Les commentaires sur le fonctionnement de nos services pendant la pandémie sont positifs. En tant qu’organisme, nous sommes contents de pouvoir continuer d’offrir nos services quotidiens, avec quelques changements mineurs. Les clients ont bien réagi et plusieurs sont satisfaits des changements apportés, car cela leur permet de continuer d’accéder aux services tout en pratiquant la distanciation physique ou l’isolement dans le contexte de la COVID-19.
Initialement, le programme SWAP a connu une baisse d’achalandage et la demande liée à notre service de distribution par la poste et de livraison a été nettement plus forte qu’à l’habitude. Toutefois, la demande pour ces services semble reprendre son cours normal avec le temps.
Quels apprentissages tirés de cette expérience éclaireront votre travail futur, une fois les restrictions assouplies?
Une leçon sort du lot : une grande partie de notre travail nécessite des interactions individuelles et de groupe pour être aussi efficace et utile que possible.
Les services du Comité offrent aux individus un espace sûr et sans jugement pour discuter de leur consommation de drogues, de leur santé sexuelle et de leur bien-être général avec leurs pairs et le personnel.
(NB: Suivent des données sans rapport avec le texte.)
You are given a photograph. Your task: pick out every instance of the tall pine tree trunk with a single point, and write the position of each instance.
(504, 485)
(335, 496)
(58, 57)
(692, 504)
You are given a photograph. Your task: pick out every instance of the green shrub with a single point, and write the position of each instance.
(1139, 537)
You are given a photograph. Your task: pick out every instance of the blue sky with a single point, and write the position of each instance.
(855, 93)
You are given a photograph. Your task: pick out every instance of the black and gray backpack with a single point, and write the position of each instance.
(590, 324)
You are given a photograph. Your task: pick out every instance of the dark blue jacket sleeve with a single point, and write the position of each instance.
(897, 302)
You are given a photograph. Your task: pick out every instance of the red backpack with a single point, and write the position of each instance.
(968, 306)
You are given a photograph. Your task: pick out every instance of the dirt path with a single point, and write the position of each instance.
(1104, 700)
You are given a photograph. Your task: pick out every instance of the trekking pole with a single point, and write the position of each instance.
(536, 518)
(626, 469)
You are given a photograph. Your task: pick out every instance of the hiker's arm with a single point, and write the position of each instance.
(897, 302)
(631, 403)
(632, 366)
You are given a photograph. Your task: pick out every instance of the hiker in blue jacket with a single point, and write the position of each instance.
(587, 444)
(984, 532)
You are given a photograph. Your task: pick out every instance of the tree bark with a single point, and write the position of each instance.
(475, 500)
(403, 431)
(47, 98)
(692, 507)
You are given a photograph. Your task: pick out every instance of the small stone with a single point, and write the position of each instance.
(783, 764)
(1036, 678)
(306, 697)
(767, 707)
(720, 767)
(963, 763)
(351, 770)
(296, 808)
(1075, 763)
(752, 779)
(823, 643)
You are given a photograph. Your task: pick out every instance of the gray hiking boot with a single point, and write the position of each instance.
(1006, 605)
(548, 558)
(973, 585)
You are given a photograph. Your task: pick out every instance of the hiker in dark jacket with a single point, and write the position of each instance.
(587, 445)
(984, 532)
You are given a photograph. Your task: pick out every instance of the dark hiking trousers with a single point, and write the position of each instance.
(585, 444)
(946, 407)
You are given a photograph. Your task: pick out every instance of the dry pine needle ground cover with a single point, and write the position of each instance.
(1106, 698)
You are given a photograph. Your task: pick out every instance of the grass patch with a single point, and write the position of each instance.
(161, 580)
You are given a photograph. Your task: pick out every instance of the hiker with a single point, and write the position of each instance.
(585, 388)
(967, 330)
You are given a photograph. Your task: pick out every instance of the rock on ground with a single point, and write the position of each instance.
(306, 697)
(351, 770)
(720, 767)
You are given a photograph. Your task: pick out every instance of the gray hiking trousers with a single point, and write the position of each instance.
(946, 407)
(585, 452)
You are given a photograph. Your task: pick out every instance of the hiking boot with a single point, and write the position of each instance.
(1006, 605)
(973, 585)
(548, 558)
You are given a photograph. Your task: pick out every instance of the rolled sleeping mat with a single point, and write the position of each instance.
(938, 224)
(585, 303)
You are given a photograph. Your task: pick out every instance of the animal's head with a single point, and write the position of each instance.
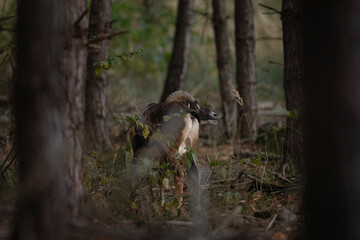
(204, 114)
(185, 98)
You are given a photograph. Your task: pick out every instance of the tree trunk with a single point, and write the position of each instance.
(97, 133)
(180, 56)
(245, 68)
(293, 80)
(332, 120)
(73, 69)
(41, 205)
(225, 67)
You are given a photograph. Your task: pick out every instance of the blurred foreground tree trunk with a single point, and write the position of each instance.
(41, 207)
(292, 23)
(245, 68)
(225, 68)
(73, 70)
(332, 121)
(97, 133)
(180, 56)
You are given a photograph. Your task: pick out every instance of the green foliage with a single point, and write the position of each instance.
(180, 114)
(99, 67)
(272, 139)
(292, 114)
(132, 119)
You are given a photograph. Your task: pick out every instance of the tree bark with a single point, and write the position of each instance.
(332, 73)
(293, 80)
(245, 68)
(41, 205)
(73, 69)
(97, 133)
(225, 68)
(180, 56)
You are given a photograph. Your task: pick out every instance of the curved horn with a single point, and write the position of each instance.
(180, 96)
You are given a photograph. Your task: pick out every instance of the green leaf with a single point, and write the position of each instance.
(107, 65)
(257, 162)
(98, 71)
(166, 118)
(214, 163)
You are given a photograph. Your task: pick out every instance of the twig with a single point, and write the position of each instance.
(4, 59)
(4, 19)
(204, 14)
(6, 158)
(227, 220)
(110, 36)
(270, 8)
(12, 160)
(271, 222)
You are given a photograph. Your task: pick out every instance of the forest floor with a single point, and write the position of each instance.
(247, 193)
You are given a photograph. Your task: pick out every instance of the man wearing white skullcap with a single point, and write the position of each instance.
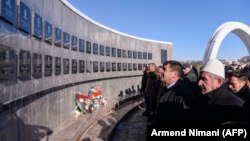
(221, 104)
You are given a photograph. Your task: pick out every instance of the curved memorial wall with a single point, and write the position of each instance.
(49, 51)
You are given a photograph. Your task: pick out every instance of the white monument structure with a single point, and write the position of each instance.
(240, 29)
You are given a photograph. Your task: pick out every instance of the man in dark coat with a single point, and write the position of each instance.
(176, 103)
(222, 106)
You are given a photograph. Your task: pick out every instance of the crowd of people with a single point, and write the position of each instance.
(177, 93)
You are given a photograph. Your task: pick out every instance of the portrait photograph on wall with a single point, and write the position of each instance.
(24, 65)
(74, 44)
(81, 66)
(8, 63)
(95, 66)
(101, 50)
(58, 37)
(107, 66)
(48, 32)
(102, 67)
(124, 66)
(113, 52)
(38, 26)
(58, 66)
(24, 22)
(65, 66)
(89, 47)
(95, 48)
(89, 66)
(74, 66)
(66, 40)
(48, 65)
(107, 51)
(37, 65)
(81, 45)
(113, 66)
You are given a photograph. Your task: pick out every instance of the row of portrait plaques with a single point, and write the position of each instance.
(43, 29)
(8, 65)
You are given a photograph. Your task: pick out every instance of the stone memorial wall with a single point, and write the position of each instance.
(49, 51)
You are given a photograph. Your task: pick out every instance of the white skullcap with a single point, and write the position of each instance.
(216, 67)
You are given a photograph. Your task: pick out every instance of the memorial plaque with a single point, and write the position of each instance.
(145, 55)
(129, 66)
(95, 66)
(107, 66)
(124, 65)
(81, 66)
(89, 66)
(58, 66)
(74, 43)
(119, 53)
(65, 66)
(66, 40)
(124, 53)
(107, 51)
(81, 45)
(58, 37)
(129, 54)
(150, 56)
(38, 26)
(113, 52)
(139, 66)
(24, 65)
(48, 65)
(134, 66)
(95, 48)
(134, 54)
(88, 47)
(113, 66)
(119, 66)
(74, 66)
(48, 32)
(102, 50)
(7, 64)
(102, 67)
(8, 10)
(139, 55)
(24, 18)
(37, 65)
Au fil des années, nous avons appris que les conversations informelles et les contacts sont parfois ce qui compte le plus pour nos utilisateurs. En ce moment, en raison des consignes liées à la COVID-19, les interactions individuelles se déroulent principalement à la porte. Elles sont très brèves et le manque d’intimité rend difficiles les conversations plus personnelles.
Le manque d’interactions individuelles avec nos clients signifie également que le personnel a peu d’occasions de prendre le pouls de ce qui se passe dans la communauté par le biais de personnes ayant une expérience vécue; ces informations qui pourraient autrement nous échapper sont toutefois importantes pour notre travail.
Nous continuons d’apprendre à mesure que la pandémie évolue. Lorsque les restrictions seront levées et que les employés ne travailleront plus de la maison, nous examinerons l’impact de la COVID-19 sur le personnel et la clientèle.